You have arrived · The New Space Age
NASA/Aubrey Gemignani
The world that day
8.1 billion
People on Earth
3
Nations to launch a human
12
Humans to walk on the Moon
5,500
Known worlds beyond the Sun




At 5:15 a.m. on 13 February 2026, a Falcon 9 cut through the Florida dark from Space Launch Complex 40 at Cape Canaveral. Inside the Crew Dragon Freedom, a capsule making its fifth trip to orbit, sat an unusually storied crew: commander Jessica Meir, half of history's first all-female spacewalk in 2019; rookie NASA pilot Jack Hathaway; ESA's Sophie Adenot, flying a mission she had named Epsilon; and Roscosmos cosmonaut Andrey Fedyaev, who had joined the crew barely ten weeks earlier after the abrupt removal of veteran Oleg Artemyev.
The station they were chasing needed them. Since Crew-11's departure in January, the International Space Station had been running with a skeleton crew of three: NASA's Chris Williams and cosmonauts Sergey Kud-Sverchkov and Sergei Mikaev. Weather had already pushed the launch back from 11 February, and every day mattered for a laboratory designed around seven pairs of hands. Minutes after liftoff, the booster added a small first of its own, making the inaugural touchdown at SpaceX's brand-new Landing Zone 40.
Freedom docked to the zenith port of the Harmony module at 20:15 UTC on 14 February, a Valentine's Day arrival that restored the station to its full seven-person complement. The newcomers folded into Expedition 74 and a research queue that included pneumonia-causing bacteria studied for cardiovascular therapies, technology for generating intravenous fluids in space, blood-flow investigations, and plant health monitoring. For Meir, it was a return to orbit more than six years after her first mission.
The flight carried a quiet historical rhyme. In October 2019, Meir and Christina Koch had floated out of the station together on the first all-woman spacewalk. In April 2026 the two were in space at the same time once again, Meir circling Earth aboard the ISS while Koch swept around the far side of the Moon on Artemis II. Adenot, meanwhile, became the first career astronaut of ESA's 2022 selection to reach orbit, a generational handoff in European spaceflight.

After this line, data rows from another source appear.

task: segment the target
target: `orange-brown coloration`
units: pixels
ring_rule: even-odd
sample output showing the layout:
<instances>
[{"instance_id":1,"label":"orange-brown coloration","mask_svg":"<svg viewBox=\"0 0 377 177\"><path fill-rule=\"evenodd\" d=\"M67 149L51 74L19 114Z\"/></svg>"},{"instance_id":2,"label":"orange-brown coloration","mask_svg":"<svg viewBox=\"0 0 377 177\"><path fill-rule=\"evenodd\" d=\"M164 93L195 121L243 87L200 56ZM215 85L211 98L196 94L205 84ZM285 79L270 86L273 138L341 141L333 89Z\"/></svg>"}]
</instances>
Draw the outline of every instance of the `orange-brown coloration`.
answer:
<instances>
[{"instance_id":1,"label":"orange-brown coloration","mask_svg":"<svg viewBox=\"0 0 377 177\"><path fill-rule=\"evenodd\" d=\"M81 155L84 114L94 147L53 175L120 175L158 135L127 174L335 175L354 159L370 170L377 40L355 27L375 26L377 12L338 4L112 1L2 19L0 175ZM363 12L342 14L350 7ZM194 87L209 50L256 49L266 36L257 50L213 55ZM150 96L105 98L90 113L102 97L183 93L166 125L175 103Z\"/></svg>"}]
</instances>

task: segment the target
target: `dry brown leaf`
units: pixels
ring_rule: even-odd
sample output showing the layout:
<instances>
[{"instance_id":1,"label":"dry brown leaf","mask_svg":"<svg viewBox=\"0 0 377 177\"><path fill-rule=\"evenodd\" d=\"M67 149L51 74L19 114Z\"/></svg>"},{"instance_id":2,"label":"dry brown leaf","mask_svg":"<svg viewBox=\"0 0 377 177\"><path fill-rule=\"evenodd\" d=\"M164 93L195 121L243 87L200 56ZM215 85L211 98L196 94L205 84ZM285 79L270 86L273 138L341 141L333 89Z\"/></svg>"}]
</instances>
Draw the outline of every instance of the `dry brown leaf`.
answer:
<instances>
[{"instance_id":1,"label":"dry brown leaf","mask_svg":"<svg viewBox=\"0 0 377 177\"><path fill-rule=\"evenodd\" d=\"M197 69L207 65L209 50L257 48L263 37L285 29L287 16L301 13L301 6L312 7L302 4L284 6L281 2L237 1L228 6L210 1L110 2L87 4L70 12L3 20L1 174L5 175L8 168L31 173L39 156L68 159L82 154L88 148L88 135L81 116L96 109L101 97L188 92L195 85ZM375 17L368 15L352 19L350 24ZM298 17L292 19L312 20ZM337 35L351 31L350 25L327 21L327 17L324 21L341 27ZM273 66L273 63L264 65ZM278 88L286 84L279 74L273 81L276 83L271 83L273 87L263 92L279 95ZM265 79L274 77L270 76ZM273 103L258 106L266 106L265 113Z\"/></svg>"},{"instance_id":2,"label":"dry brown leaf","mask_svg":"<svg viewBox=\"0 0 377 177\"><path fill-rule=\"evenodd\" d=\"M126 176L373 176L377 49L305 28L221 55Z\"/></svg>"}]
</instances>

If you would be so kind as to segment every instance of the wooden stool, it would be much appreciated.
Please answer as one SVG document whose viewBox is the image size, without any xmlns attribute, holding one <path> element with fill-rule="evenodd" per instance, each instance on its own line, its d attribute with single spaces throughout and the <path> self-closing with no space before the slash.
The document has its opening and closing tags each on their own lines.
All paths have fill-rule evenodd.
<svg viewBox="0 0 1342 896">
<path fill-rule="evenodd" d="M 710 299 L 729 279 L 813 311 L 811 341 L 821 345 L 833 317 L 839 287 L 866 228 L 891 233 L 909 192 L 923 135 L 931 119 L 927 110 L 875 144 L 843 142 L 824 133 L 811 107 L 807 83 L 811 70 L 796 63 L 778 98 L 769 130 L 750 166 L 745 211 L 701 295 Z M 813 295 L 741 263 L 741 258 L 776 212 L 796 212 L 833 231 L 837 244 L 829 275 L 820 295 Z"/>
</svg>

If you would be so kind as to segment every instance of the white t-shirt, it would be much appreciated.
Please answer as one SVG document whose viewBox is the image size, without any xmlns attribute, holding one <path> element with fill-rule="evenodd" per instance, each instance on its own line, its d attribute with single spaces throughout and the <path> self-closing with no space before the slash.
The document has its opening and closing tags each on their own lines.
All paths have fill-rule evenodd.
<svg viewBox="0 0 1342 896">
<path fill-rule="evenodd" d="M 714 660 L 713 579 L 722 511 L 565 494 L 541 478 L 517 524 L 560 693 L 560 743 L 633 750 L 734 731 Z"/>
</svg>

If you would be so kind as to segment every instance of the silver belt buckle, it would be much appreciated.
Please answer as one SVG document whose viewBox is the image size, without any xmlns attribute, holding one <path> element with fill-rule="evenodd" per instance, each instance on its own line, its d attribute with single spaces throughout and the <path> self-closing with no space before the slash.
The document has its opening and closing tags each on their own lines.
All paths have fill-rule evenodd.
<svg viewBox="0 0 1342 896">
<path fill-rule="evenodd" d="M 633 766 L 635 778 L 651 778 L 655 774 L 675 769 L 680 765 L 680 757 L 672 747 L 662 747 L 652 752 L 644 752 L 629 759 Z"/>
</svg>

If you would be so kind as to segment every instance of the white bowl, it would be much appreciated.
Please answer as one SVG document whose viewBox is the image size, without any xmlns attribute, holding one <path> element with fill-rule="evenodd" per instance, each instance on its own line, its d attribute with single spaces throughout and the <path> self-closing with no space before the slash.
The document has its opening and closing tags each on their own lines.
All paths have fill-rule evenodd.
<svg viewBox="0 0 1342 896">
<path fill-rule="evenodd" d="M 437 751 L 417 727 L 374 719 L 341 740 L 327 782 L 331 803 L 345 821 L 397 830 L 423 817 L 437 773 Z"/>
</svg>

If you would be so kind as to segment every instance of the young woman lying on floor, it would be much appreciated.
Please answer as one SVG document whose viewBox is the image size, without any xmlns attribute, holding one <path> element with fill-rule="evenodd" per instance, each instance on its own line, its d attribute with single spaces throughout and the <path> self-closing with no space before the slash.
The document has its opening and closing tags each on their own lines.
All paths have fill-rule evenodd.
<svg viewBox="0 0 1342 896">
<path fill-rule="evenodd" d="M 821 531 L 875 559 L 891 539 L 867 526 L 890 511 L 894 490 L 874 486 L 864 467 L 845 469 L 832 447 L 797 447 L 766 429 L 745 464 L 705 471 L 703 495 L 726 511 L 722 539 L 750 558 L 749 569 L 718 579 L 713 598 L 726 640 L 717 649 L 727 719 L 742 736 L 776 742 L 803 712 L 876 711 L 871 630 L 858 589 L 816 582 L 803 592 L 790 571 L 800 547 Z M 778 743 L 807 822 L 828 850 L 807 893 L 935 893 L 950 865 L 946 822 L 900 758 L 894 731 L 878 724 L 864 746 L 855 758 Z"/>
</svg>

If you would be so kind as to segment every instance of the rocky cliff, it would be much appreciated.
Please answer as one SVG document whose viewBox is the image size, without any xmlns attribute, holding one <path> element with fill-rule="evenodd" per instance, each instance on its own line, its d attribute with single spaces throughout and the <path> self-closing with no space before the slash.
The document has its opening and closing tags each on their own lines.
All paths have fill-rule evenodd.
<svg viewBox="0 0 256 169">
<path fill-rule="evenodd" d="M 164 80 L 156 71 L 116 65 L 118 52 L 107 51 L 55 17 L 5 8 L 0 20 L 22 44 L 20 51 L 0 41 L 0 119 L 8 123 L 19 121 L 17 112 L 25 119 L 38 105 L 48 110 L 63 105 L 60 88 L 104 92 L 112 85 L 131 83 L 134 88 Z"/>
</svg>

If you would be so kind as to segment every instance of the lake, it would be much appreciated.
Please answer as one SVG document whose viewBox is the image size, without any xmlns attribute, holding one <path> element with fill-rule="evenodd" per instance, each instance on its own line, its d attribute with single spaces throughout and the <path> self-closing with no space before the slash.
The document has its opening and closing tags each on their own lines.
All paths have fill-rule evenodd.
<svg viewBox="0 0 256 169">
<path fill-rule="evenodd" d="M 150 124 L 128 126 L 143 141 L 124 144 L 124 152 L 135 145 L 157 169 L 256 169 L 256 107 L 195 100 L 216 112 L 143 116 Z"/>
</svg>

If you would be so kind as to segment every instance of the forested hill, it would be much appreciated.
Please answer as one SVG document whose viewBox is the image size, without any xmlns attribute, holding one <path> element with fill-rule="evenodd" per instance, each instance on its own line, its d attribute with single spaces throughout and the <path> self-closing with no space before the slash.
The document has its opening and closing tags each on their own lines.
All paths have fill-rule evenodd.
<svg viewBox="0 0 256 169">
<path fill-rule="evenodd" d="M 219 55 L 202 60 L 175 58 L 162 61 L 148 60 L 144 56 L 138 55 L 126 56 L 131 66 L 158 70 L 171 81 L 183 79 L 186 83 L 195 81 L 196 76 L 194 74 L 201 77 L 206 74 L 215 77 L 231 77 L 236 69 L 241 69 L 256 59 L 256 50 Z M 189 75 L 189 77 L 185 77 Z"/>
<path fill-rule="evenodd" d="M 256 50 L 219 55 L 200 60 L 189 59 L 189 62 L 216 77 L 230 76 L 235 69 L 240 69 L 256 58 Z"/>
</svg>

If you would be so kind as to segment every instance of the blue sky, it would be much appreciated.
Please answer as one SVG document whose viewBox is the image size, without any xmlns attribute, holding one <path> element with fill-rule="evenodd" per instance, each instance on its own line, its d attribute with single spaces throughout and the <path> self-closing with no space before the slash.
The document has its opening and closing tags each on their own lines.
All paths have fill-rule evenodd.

With Crew-12 safely on orbit, America and our international partners once again demonstrated the professionalism, preparation, and teamwork required for human spaceflight.
By the numbers
Why it mattered
Crew-12 restored a fully staffed International Space Station at a fragile moment, ending a month of skeleton-crew operations and keeping the science pipeline alive in the station's final scheduled years. It also captured spaceflight's geopolitics in miniature: a Russian cosmonaut swapped weeks before launch amid security allegations, even as the seat-exchange system that keeps Americans and Russians flying together survived intact. The mission affirmed an unglamorous truth, that reliable crew rotation, more than any single first, is what keeps an orbital laboratory worth having.